Smoking in Scotland's pubs, hotels and restaurants will be illegal as early as spring 2006 after the Scottish Executive announced it would introduce a ban in enclosed public places.
In a statement to the Scottish Parliament last week, First Minister Jack McConnell, who has championed the move, said the ban would save lives and transform the nation's health.
The legislation will be introduced through the Health Service (Miscellaneous Provisions) Bill before Christmas this year, and the ban will be administered by environmental health departments and local councils.
Licensees will be liable for a fine of up to £2,500 or loss of their liquor licence if they fail to enforce the law, while members of the public could be hit with a £1,000 penalty.
Responding to the announcement, the Scottish Licensed Trade Association has pledged to fight "tooth and nail" against the ban, which it fears threatens 30,000 jobs.

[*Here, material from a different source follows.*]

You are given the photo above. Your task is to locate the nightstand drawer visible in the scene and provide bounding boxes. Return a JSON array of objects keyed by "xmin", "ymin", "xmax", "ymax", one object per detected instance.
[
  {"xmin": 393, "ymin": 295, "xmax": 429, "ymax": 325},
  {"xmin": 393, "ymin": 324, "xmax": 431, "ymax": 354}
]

Research commissioned by the executive and conducted by the University of Aberdeen as part of the consultation process was noncommittal on the potential impact of a ban. It suggested the ban could result in an annual loss of £63m, or gain of £281m, to the economy, depending on the unknown effect it has on the Scottish pub trade.
Nick Bish, chief executive of the Association of Licensed Multiple Retailers, dismissed the proposed ban as more to do with political point-scoring than employee health.
"The penalties announced are all about licensees, barely about employers and hardly at all about offending smokers," said Bish. "Mr McConnell expects the industry to deliver his vision of a smoke-free Scotland, expects it to foot the bill, and still characterises licensees as the likely villains."
Passive smoking kills 1,000 people a year in Scotland, according to research commissioned by the Scottish Executive.